Dans la journée la villa menait une vie normale sauf qu’à part les domestiques on n’en voyait jamais sortir personne. Seul le piano se faisait entendre, jouant toujours du classique. Non sans talent d’ailleurs. C’est ainsi que l’on trouva un soir Boleslas en train de sangloter en assaisonnant une salade de brocolis aux échos de la  Polonaise révolutionnaire de son dieu Frédéric Chopin.

Cet état de choses horripilait de plus en plus Sauvageol qui avait l’impression de perdre son temps. D’autant que, mine de rien, et faisant comme s’il se parlait à lui-même, Boleslas ne lui ménageait pas les petites phrases traitant des gens inutiles ou de l’art de mener une vie oisive en ayant l’air de se montrer indispensable.

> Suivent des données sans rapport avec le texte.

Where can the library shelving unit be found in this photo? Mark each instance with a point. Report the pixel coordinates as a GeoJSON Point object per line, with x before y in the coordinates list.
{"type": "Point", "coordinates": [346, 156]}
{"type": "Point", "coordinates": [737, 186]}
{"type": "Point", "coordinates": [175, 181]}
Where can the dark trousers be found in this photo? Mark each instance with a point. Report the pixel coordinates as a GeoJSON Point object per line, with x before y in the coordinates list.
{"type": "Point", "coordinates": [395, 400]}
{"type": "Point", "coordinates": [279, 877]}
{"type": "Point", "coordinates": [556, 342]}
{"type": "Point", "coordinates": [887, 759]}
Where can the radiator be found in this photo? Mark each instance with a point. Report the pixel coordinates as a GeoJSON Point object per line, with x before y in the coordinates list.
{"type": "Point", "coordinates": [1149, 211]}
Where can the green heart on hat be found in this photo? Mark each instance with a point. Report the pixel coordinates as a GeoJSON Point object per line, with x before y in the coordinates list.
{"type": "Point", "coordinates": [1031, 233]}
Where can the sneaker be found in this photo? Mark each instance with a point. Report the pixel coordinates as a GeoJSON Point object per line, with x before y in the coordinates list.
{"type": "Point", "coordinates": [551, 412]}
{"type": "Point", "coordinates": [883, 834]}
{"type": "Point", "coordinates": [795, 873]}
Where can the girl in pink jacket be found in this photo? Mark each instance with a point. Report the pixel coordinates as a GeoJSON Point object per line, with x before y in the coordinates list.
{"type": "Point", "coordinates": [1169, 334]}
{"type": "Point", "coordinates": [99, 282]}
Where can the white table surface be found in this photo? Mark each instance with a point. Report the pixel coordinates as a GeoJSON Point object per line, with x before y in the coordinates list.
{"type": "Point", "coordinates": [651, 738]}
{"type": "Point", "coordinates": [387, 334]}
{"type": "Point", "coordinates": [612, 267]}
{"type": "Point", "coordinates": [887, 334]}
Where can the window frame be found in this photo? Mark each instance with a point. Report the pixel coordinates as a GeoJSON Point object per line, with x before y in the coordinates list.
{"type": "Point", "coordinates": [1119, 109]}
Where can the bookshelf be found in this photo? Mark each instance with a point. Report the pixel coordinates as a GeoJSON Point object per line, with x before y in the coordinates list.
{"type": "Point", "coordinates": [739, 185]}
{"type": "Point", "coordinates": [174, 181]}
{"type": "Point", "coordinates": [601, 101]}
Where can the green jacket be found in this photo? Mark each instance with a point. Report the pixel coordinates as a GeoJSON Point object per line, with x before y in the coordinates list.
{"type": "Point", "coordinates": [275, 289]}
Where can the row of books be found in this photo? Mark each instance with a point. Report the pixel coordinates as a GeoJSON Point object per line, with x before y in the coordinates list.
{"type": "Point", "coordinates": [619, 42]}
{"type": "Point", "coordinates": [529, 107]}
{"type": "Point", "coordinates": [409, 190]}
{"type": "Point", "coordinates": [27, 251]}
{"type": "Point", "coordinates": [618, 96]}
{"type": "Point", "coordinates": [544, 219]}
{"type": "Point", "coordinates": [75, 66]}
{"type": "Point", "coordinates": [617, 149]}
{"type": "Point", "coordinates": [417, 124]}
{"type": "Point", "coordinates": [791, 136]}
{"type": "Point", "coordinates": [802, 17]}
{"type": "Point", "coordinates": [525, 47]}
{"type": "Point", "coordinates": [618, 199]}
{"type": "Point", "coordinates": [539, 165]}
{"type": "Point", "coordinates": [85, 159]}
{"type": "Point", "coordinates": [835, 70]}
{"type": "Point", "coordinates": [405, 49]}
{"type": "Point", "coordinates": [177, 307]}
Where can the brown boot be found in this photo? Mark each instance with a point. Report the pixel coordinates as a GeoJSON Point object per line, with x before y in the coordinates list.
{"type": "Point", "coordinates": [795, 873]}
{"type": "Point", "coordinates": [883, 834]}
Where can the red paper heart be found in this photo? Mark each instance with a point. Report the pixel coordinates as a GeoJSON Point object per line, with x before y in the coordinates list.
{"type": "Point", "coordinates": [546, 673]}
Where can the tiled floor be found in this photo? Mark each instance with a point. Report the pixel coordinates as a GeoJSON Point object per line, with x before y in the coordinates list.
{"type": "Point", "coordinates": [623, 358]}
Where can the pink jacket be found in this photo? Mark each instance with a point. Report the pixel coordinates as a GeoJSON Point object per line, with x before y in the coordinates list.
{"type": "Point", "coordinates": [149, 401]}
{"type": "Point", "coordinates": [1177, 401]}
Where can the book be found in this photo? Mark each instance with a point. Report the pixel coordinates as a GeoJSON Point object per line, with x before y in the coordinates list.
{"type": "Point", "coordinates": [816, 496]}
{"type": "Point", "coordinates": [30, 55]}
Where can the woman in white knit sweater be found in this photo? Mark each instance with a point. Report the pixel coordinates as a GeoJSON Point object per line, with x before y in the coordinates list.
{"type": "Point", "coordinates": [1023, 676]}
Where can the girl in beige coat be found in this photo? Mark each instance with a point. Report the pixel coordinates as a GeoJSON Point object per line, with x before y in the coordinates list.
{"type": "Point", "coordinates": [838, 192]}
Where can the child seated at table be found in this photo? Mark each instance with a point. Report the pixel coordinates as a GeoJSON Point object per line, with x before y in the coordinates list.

Cela ne tombait pas dans l’oreille d’un sourd même si le jeune inspecteur faisait semblant de ne pas entendre, mais il n’aurait jamais eu l’idée de s’en plaindre à l’un de ses pseudo-patrons. En revanche, il s’en ouvrit à son collègue Durtal qu’il appelait régulièrement à son hôtel depuis une cabine publique.

Celui-là s’ennuyait franchement. Il avait recueilli, de son côté, quelques bruits de la rue au sujet de la villa Malaspina qui ne leur en apprit pas davantage que ceux récoltés par Sauvageol : on y soignait une malade, fort riche si l’on en jugeait le nombre des serviteurs, et que l’on pensait être la fille du vieux seigneur, mais rien de plus. Durtal songeait d’ailleurs à demander son rappel estimant que la police française n’était pas assez riche pour offrir à deux de ses membres les plus actifs des vacances sur les rives d’un beau lac plus italien que suisse.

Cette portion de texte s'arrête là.